The primary impact of CVE-2026-2559 is unauthorized modification of critical email configuration settings within WordPress sites using the Post SMTP plugin Pro version. This can lead to attackers redirecting email traffic through their own Azure applications, enabling interception, manipulation, or spoofing of emails sent from the affected site. Such control over email delivery can facilitate phishing attacks, data leakage, and loss of trust in organizational communications. While the vulnerability does not directly expose confidential data, it undermines the integrity of email systems, which are often used for sensitive communications and authentication workflows. Organizations relying on Microsoft365 SMTP through this plugin are at risk of having their email infrastructure compromised, potentially impacting business operations, compliance, and reputation. The requirement for authenticated access limits exposure to insiders or compromised accounts but does not eliminate risk, as Subscriber-level accounts are common in WordPress environments. The absence of known exploits suggests limited current exploitation, but the vulnerability's nature makes it a valuable target for attackers seeking persistent access or lateral movement within compromised environments.

To mitigate CVE-2026-2559, organizations should immediately restrict Subscriber-level user capabilities to the minimum necessary, reducing the risk of unauthorized configuration changes. Administrators should audit existing user roles and remove or downgrade unnecessary accounts with elevated privileges. Until an official patch is released, consider disabling or uninstalling the Post SMTP plugin Pro version if feasible.
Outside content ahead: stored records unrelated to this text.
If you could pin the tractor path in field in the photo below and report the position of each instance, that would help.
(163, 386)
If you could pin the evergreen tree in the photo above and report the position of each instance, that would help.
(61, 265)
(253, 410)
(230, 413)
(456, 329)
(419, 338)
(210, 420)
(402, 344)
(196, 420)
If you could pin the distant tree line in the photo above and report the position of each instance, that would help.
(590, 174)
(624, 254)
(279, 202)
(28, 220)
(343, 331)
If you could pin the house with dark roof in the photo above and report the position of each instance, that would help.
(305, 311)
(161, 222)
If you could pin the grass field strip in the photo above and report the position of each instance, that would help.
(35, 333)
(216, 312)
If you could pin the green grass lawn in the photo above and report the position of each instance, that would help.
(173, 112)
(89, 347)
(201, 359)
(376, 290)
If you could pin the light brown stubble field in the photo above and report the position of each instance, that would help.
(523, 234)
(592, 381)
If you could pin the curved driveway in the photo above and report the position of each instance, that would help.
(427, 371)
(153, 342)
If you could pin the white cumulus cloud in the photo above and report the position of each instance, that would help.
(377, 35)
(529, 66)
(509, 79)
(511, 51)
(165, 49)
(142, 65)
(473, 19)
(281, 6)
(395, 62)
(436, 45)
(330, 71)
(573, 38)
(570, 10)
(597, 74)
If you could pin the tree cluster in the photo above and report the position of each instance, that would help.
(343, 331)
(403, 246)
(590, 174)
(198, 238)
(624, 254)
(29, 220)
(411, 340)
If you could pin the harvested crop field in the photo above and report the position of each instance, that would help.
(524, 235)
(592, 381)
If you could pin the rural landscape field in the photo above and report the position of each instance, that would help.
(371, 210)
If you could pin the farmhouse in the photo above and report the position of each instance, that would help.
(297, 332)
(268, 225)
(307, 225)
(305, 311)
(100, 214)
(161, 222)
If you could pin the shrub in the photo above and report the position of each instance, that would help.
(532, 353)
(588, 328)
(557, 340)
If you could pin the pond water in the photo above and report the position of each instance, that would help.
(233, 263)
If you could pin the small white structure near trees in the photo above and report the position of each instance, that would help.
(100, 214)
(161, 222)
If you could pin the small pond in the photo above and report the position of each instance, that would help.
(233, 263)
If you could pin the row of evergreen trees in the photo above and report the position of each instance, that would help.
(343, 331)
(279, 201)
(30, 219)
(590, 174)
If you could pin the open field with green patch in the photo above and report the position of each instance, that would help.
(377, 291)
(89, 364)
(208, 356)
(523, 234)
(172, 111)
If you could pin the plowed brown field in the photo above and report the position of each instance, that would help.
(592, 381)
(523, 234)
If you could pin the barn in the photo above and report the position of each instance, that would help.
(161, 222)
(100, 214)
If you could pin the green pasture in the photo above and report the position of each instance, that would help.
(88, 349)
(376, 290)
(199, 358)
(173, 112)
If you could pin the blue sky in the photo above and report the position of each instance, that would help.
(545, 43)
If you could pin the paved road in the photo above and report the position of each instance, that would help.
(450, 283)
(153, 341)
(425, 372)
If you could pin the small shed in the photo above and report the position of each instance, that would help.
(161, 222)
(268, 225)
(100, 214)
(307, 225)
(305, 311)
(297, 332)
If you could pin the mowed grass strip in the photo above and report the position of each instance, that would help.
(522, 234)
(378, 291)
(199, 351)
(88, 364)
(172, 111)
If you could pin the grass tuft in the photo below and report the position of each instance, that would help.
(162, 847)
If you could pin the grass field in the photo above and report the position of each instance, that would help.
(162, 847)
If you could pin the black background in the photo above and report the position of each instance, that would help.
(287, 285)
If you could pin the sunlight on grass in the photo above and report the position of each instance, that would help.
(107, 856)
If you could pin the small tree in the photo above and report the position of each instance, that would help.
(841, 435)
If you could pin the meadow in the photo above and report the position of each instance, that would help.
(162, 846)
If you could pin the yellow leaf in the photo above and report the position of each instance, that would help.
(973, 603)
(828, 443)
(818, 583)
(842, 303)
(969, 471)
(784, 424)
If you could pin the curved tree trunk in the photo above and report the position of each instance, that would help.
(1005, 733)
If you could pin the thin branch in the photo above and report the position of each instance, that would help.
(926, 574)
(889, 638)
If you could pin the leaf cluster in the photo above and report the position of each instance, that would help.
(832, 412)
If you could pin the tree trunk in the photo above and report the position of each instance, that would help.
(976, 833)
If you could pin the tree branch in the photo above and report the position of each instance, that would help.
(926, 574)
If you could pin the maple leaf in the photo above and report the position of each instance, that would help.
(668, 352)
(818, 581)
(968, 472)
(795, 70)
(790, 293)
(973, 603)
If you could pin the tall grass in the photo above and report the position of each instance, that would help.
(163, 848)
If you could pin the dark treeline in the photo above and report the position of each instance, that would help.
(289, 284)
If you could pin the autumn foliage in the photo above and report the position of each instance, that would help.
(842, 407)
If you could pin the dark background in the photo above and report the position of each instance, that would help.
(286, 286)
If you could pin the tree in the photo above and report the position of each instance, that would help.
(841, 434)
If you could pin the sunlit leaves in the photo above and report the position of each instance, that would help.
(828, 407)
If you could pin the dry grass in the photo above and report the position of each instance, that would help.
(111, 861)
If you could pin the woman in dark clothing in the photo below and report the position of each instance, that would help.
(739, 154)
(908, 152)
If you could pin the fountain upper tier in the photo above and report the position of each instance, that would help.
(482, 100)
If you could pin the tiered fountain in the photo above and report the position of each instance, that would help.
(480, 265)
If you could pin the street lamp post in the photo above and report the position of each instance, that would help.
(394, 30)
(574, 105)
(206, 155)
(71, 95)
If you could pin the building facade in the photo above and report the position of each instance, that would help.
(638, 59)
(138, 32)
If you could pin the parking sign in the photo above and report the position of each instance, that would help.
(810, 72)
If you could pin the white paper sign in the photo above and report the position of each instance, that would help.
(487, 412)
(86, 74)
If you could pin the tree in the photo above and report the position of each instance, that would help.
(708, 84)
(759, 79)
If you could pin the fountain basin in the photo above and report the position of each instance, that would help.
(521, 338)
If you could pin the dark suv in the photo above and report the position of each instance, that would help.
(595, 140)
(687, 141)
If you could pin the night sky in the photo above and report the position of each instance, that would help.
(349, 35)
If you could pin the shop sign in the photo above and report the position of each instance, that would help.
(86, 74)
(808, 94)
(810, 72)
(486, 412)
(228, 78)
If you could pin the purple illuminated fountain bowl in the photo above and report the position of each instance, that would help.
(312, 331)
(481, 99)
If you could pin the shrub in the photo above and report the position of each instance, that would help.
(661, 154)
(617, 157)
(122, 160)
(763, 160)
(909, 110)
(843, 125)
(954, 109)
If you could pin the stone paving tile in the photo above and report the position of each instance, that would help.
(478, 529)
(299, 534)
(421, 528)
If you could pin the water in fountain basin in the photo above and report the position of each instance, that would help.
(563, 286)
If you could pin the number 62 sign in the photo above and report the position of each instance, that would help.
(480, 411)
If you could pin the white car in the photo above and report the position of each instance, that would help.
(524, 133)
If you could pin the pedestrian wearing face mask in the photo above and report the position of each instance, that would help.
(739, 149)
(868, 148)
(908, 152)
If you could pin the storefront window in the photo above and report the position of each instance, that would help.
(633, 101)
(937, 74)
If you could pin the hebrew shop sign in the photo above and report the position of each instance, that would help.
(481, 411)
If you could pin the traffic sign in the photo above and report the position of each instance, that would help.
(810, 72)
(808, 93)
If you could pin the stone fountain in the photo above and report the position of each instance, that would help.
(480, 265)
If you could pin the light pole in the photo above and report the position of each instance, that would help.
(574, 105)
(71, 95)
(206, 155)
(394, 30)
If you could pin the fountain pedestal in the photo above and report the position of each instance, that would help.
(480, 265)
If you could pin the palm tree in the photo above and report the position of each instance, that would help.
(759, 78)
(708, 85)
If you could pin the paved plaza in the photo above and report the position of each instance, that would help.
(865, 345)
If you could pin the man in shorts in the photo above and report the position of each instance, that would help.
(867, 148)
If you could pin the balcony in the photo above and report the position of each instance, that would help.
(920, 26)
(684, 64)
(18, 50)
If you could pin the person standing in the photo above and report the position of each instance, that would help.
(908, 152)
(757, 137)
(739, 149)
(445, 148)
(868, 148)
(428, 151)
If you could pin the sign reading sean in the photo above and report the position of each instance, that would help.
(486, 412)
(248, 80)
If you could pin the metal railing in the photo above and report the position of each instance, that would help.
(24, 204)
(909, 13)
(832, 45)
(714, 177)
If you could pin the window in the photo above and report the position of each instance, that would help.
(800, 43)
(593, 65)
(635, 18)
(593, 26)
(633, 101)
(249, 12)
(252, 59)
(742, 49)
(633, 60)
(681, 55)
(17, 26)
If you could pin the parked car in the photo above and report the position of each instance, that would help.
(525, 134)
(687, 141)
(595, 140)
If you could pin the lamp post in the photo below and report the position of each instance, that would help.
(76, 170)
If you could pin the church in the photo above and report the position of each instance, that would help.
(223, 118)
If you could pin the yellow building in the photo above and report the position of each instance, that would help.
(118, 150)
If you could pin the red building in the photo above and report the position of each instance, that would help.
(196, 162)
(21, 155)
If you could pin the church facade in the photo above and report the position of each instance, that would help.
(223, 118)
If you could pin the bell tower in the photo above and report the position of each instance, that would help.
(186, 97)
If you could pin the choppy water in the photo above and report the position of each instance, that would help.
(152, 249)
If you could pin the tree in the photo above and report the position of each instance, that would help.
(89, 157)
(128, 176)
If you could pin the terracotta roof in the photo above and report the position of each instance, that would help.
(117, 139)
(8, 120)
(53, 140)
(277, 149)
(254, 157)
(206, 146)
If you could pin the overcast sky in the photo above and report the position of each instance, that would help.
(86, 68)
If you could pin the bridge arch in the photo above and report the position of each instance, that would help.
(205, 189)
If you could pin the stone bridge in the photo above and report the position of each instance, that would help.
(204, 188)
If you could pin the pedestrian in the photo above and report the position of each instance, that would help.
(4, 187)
If continued use is necessary, implement web application firewall (WAF) rules to detect and block suspicious requests targeting the handle_office365_oauth_redirect() endpoint, especially those attempting to modify OAuth configurations via crafted URLs. Monitoring WordPress logs for unusual admin_init hook activity or unexpected configuration changes can provide early detection of exploitation attempts. Additionally, educate administrators to verify OAuth application details during setup to detect potential attacker-controlled Azure app connections. Once a patch becomes available, apply it promptly. Finally, consider implementing multi-factor authentication (MFA) for WordPress accounts to reduce the risk of account compromise that could lead to exploitation.